In the petition she filed in February, Sween includes the findings of 10 pathologists who call the medical examiner’s determination of violence “not reliable.” There is also a new statement from a Roberson family friend who says child protective service caseworkers threatened to take her children away if she didn’t “get on board” with testifying against Robert. “This pressure did not work on me,” she said.
Last October, members of Nikki’s family on her mother’s side issued a statement calling for Roberson’s execution. It read, in part, “We believe his death sentence should be carried out based on the facts of this case, which remain true today, as well [as] the overwhelming evidence that was presented at the trial that led to the jury’s verdict.”
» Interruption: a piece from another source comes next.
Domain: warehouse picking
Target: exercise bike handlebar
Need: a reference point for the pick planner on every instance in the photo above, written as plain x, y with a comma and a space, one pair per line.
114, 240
Roberson’s attorneys did not make him available for comment for this story. But members of his family have long stood behind him and continue to assert his innocence. In a statement to The Free Press, his younger brother Thomas said, “No one who knew Robert well believed he was capable of harming any child. And to this day, I am convinced that he could not have done what he was accused of doing. . . . Every time I visit Robert at the prison he is always smiling and so positive. He says he is in God’s hands.”